For those with long-lasting symptoms, it is critical to better describe PASC and its causes so that we can provide effective care and support. Given the spectrum of health effects that may occur, people with PASC may have diverse needs. Some may recover with holistic support, rest, treatment targeted to specific symptoms (e.g. medication for headaches) and gradual increase in activity. For others, a more intensive approach that involves specialists from a range of clinical disciplines may be needed. Patients with post-intensive care unit syndrome (PICS) may benefit from multidisciplinary specialist rehabilitation, and a similar approach may help some people with PASC whether or not they meet criteria for PICS as well. Multidisciplinary care models are being used in some centers that treat COVID-19 survivors with lasting symptoms; such clinics now exist in at least 33 U.S. states. An improved understanding of the biological mechanisms that cause PASC may help identify targeted treatments for some patients. For example, those with fatigue may benefit from treatments used for patients with chronic fatigue syndrome. If some symptoms are caused by ongoing inflammation, anti-inflammatory drugs may be helpful. Novel treatments, rather than existing drugs used for other conditions, also may help. It has been reported that some people with PASC feel better after being vaccinated against COVID-19. A preprint analysis found that among 900 people who reported lasting symptoms after COVID-19, 57% reported an overall improvement in their symptoms after vaccination, 19% reported that their symptoms worsened and 25% reported no change. Researchers are working to better understand the effect of COVID-19 vaccination on PASC

Persistent health effects after COVID-19 may have serious impacts on other aspects of wellness, including social function. A preprint analysis of data obtained through a survey distributed via social media found that among 3,762 respondents from 56 countries who had experienced symptoms consistent with COVID-19, 90% reported symptoms lasting beyond 90 days, 45% reported requiring a reduced work schedule compared to pre-illness and 22% reported not working for health reasons. Data from the United Kingdom suggest that 1.5% of the working age population has symptoms of PASC. Sequelae of COVID-19 may disproportionately affect the health and function of those who are especially vulnerable to health problems due to age or existing comorbidities, as well as those with employment, housing or financial insecurity. Some may have difficulty accessing care for their symptoms, including people who were not diagnosed when they were acutely infected with SARS-CoV-2, those who do not have relationships with care providers, those who encounter barriers to accessing health care and those who had mild acute infections and may be overlooked by providers. In addition, because of the wider effects that long-lasting symptoms can have, medical treatment is just one type of support people with PASC may need. New York City’s recently launched AfterCare program is one example of a city-wide initiative to provide accessible medical and social support for those who had COVID-19. This program reaches out to people who were in the New York City’s Test & Trace program and connects those dealing with long-term health and social effects with resources.

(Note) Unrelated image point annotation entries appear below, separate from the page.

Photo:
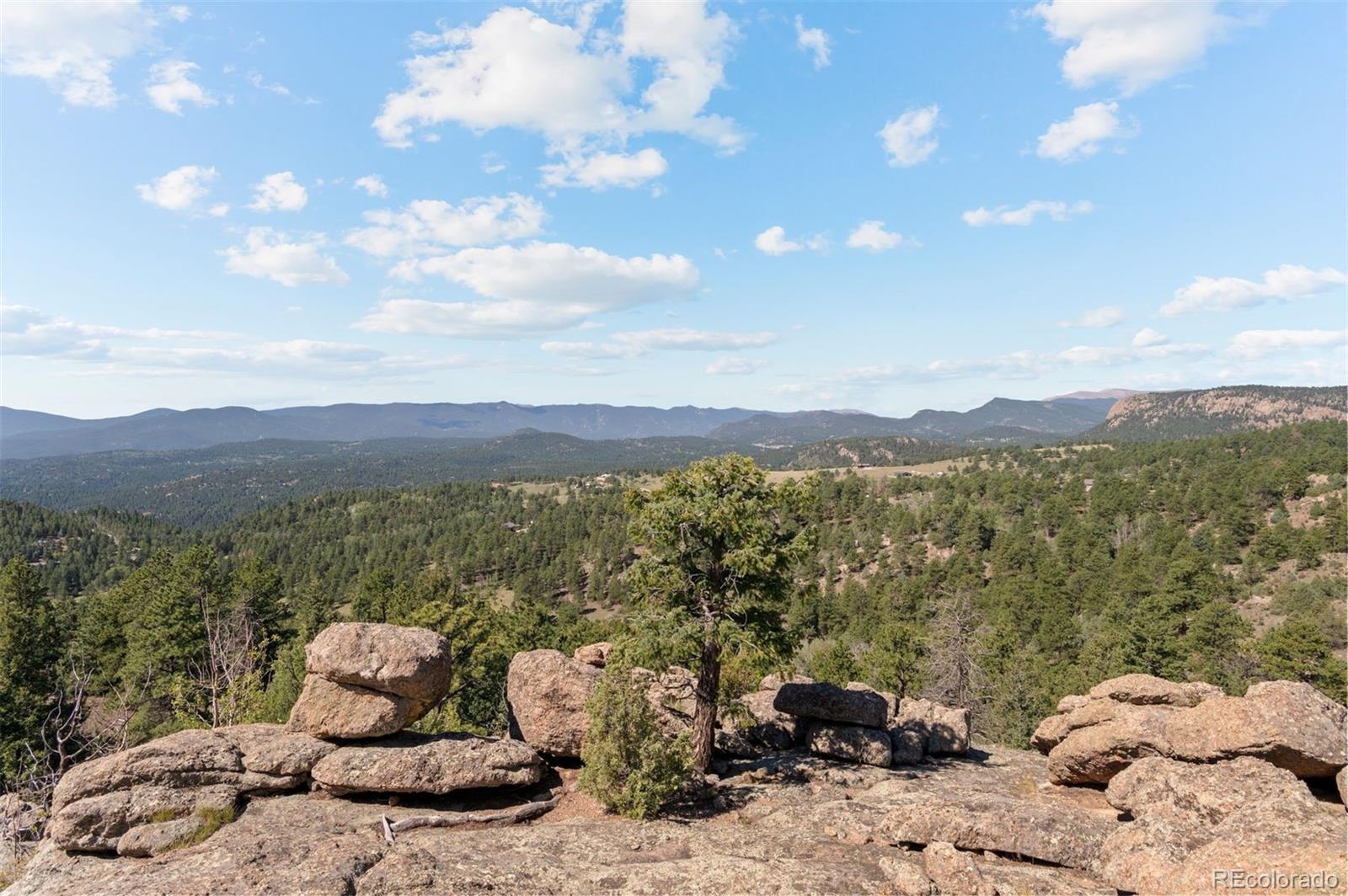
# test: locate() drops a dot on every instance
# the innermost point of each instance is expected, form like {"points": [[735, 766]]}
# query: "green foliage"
{"points": [[720, 549], [30, 648], [629, 765], [833, 662], [1298, 651]]}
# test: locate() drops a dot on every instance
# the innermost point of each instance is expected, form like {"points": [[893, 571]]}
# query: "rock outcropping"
{"points": [[1132, 717], [368, 680]]}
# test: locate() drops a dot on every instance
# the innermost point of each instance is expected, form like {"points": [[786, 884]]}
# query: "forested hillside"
{"points": [[1149, 417], [1024, 576]]}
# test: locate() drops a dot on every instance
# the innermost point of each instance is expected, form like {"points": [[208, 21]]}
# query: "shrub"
{"points": [[630, 765]]}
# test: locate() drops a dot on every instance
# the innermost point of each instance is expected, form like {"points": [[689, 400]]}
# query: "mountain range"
{"points": [[30, 435]]}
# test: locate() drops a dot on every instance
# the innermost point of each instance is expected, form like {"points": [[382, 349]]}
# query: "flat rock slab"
{"points": [[348, 712], [1240, 815], [99, 802], [409, 662], [832, 704], [429, 765]]}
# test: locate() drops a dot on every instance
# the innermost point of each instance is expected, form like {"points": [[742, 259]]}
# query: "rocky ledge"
{"points": [[817, 788]]}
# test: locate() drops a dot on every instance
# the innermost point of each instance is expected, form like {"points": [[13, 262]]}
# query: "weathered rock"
{"points": [[768, 727], [955, 872], [768, 839], [1055, 832], [891, 701], [944, 729], [348, 712], [1289, 724], [159, 837], [593, 653], [1149, 689], [546, 691], [100, 801], [907, 744], [1095, 754], [832, 704], [1193, 821], [413, 664], [851, 743], [428, 765]]}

Considerable work is needed to better understand the Post-Acute Sequelae of SARS-CoV-2 infection (PASC). This should begin with defining the condition(s) and health effects it encompasses and determining what is causing those effects. This knowledge will support those experiencing ongoing symptoms and help researchers identify treatments to help people with PASC in their recovery. We know that COVID-19 is a complex disease that can have profound effects on nearly every part of the body during acute infection as well as over the longer term. We also know that if even a small proportion of those infected with SARS-CoV-2 globally go on to experience long-term symptoms, the societal impacts could be profound. We must develop a better understanding of how many people experience long-lasting symptoms so that medical, public health and social support systems may respond adequately. The importance of preventing the long-term health effects of COVID-19 cannot be overstated. Vaccines are highly effective in preventing both symptomatic and asymptomatic infection and thus offer excellent protection. This is just one of many reasons why universal access to COVID-19 vaccines should be a global priority.

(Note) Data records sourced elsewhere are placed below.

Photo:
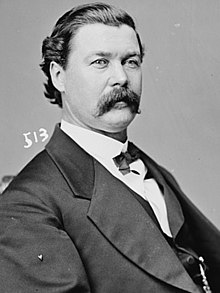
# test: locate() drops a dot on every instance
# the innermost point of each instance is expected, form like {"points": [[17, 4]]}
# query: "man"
{"points": [[79, 218]]}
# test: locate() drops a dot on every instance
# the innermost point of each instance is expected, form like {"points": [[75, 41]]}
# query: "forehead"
{"points": [[100, 37]]}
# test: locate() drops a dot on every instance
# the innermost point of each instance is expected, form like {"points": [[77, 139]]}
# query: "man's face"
{"points": [[102, 84]]}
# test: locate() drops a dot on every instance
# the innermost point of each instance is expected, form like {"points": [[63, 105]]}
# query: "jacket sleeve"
{"points": [[36, 254]]}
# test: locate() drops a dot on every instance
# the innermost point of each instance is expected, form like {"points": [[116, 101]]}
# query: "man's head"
{"points": [[90, 46]]}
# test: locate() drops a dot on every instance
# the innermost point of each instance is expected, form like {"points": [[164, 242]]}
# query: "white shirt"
{"points": [[104, 149]]}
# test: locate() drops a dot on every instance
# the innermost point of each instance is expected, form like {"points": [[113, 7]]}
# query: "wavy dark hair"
{"points": [[57, 46]]}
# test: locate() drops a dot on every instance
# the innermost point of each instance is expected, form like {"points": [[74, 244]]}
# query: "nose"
{"points": [[119, 75]]}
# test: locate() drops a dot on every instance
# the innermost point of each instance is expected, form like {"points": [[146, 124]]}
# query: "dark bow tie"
{"points": [[123, 161]]}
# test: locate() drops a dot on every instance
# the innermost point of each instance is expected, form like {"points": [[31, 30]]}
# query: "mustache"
{"points": [[108, 101]]}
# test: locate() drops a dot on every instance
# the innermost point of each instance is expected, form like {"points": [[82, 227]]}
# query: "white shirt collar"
{"points": [[96, 144]]}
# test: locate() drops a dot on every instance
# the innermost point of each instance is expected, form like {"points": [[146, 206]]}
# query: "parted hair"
{"points": [[57, 46]]}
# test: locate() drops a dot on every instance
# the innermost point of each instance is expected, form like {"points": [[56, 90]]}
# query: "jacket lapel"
{"points": [[174, 210], [131, 231]]}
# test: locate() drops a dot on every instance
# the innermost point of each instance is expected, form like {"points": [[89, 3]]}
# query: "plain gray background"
{"points": [[179, 124]]}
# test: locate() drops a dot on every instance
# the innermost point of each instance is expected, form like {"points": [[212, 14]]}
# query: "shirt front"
{"points": [[104, 149]]}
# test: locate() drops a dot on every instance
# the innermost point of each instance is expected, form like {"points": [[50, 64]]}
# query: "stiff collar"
{"points": [[94, 143]]}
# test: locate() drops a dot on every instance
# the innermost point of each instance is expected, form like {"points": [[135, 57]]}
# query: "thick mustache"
{"points": [[108, 101]]}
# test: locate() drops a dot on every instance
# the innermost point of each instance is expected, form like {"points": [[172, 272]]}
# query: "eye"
{"points": [[132, 62], [100, 63]]}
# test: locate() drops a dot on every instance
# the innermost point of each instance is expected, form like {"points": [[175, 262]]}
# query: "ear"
{"points": [[57, 74]]}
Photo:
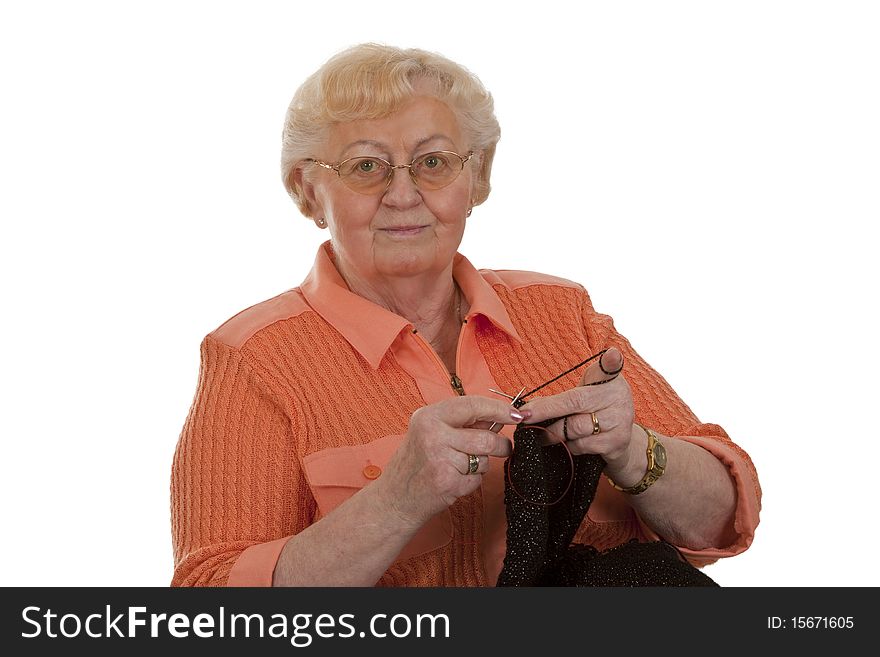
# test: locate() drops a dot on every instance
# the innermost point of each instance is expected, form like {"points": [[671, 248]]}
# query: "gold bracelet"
{"points": [[656, 465]]}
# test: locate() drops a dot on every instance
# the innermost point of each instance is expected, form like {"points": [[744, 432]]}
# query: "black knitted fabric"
{"points": [[540, 532]]}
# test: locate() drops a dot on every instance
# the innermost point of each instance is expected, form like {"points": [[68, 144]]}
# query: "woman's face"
{"points": [[404, 231]]}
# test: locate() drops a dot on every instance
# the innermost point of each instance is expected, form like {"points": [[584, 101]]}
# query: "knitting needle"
{"points": [[504, 394]]}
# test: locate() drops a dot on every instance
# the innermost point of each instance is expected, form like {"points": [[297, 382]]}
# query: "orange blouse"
{"points": [[303, 398]]}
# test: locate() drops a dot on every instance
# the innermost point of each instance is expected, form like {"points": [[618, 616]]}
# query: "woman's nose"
{"points": [[401, 191]]}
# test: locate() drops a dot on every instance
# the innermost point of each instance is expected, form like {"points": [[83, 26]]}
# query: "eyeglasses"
{"points": [[372, 175]]}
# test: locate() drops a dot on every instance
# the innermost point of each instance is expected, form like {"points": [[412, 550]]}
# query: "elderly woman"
{"points": [[345, 432]]}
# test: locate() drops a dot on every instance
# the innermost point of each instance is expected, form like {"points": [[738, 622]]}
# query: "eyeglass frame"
{"points": [[391, 168]]}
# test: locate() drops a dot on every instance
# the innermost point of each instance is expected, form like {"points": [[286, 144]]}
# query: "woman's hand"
{"points": [[594, 419], [429, 471]]}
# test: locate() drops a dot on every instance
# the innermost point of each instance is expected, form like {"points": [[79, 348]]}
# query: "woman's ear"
{"points": [[305, 189]]}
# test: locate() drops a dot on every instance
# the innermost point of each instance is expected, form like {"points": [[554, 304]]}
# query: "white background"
{"points": [[708, 170]]}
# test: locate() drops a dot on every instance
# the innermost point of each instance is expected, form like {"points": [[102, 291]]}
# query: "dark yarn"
{"points": [[540, 532]]}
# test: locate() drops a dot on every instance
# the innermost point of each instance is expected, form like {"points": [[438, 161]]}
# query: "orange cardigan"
{"points": [[302, 399]]}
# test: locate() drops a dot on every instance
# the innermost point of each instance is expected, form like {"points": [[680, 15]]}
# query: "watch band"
{"points": [[656, 466]]}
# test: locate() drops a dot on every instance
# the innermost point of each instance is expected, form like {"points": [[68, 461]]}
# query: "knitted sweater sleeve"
{"points": [[658, 407], [232, 473]]}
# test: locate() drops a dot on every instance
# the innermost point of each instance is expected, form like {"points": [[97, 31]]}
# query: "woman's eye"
{"points": [[433, 162]]}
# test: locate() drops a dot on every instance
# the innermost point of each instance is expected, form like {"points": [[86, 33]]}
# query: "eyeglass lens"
{"points": [[430, 171]]}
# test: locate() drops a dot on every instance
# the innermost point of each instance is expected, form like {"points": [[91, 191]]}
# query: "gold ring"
{"points": [[596, 428]]}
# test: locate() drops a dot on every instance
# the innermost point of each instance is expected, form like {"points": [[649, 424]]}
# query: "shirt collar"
{"points": [[371, 329]]}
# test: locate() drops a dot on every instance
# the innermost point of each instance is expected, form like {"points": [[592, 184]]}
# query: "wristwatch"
{"points": [[656, 466]]}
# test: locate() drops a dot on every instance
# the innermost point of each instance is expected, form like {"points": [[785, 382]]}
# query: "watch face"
{"points": [[660, 455]]}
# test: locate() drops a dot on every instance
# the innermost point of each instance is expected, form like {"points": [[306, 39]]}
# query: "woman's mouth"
{"points": [[403, 231]]}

FAQ: Did the COVID-19 vaccine work if you didn’t experience side effects?

After receiving a COVID-19 vaccine, some people experience adverse effects such as fatigue or headaches. These reactions can be a sign that the immune system is working. But what about people who do not experience any side effects? Does an absence of adverse effects mean the vaccine did not work?

Scientists distinguish two types of adverse effects after vaccines: local reactions that occur at the site of injection—pain, swelling or redness—and systemic reactions, or symptoms throughout the rest of the body, such as fatigue, fever or nausea. Both types may be caused by activation of the inflammatory immune system and typically subside within 1-3 days after vaccination.

Not everyone who receives a COVID-19 vaccine experiences side effects. During trials, about 20-30% of mRNA vaccine (Moderna, Pfizer) recipients and 40-55% of J&J (Janssen) vaccine recipients did not experience any systemic side effects after COVID-19 vaccination.The U.S. Centers for Disease Control and Prevention (CDC) summarized the proportion of people who reported local and systemic side effects during the trials for the Moderna, Pfizer, and J&J vaccines in adults:

  • Across all three vaccines, the most common local side effect was pain at the injection site, which was reported by 33-58% of J&J trial participants and 65-90% of Pfizer and Moderna trial participants, as well as 10-20% of trial participants who received a placebo injection (an injection with saline instead of a vaccine).
  • The most commonly reported systemic side effects were fatigue and headache, which were reported by as many as 30-45% of J&J vaccine recipients and 50-60% of mRNA vaccine recipients. Side effects were more commonly reported by recipients of the Moderna compared to the Pfizer vaccine.
  • Fever was less commonly reported. Among older age groups in the vaccine trials, only 3% of J&J vaccine recipients and 10-11% of mRNA vaccine recipients reported having a fever. Among younger age groups, the percentage was slightly higher for all three vaccines at about 15-18% of vaccine recipients.
  • Overall, about 80% of younger participants and 70% of older trial participants who received mRNA vaccines reported at least one systemic side effect. Only 62% of younger and 45% of older participants who received the J&J vaccine reported at least one systemic side effect.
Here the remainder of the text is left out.